To our knowledge, this is the first study investigating whether the COVID-19 pandemic affects the mental health of dialysis patients. Strengths of this study include the use of validated self-reported HRQoL questionnaires and the use of an existing prospective and nationwide cohort of dialysis patients (DOMESTICO) for analysis. Moreover, the number of patients in our study would have been sufficient to detect a significant difference in SF-12 composite scores between time periods as small as 2.17, whereas a difference of 3 is defined clinically relevant in literature [17, 18]. We calculated in our sample size that a total of 123 patients was sufficient to detect a 3 point difference between time points (α = 0.05, β = 0.10). In our study, we had a 97% power to detect such a clinically relevant difference. A limitation of our study might be that the MCS score of the SF-12 questionnaire is not sensitive enough to detect differences over time in individuals, i.e. that the MCS score has limited responsiveness [32]. To overcome this issue, we also used the DSI which provides more detailed information about the mental health of the patients. Another limitation might be that the chosen period of the COVID-19 pandemic was too short to demonstrate an association with mental health. The COVID-19 virus is still spreading and its effect on the economy is currently unclear. Therefore, if the pandemic lasts longer, a negative impact on mental health may still be revealed.

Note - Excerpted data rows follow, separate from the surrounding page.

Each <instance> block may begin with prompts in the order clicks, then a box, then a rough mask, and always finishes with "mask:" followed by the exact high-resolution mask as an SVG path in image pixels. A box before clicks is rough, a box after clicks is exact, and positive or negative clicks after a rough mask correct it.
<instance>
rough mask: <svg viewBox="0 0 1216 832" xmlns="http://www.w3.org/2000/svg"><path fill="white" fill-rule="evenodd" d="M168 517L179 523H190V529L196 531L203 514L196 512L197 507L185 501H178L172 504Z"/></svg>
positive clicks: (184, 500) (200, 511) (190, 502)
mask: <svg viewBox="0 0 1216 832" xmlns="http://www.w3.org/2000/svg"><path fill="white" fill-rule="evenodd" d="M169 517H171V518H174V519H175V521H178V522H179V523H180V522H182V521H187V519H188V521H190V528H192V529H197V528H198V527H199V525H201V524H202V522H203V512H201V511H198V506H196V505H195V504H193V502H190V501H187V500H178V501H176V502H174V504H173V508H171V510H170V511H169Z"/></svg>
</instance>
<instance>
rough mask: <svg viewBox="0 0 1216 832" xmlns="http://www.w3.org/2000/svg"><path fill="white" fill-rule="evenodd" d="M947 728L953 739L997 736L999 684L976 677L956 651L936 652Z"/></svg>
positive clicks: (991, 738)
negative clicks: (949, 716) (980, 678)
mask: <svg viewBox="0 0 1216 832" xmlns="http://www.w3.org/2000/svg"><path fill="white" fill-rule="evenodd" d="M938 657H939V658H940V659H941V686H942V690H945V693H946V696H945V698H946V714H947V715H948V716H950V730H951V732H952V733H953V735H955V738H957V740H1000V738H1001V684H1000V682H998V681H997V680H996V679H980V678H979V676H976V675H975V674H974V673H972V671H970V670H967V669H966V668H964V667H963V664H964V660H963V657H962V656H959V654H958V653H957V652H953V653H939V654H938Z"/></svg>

In conclusion, the mental health of dialysis patients assessed with SF-12 and DSI appears to have been unaffected during the first wave of the COVID-19 pandemic. This could be explained by higher resilience, more unemployment among dialysis patients, less impact of social distancing on the dialysis population, strict precautionary measures and perceived support from health care professionals, which may all contribute to better coping with the COVID-19 pandemic. However, a second peak of COVID-19 is expected and the economic burden of the pandemic has yet to be discovered. Therefore, it is important to continue paying attention to the concerns and needs of our dialysis population.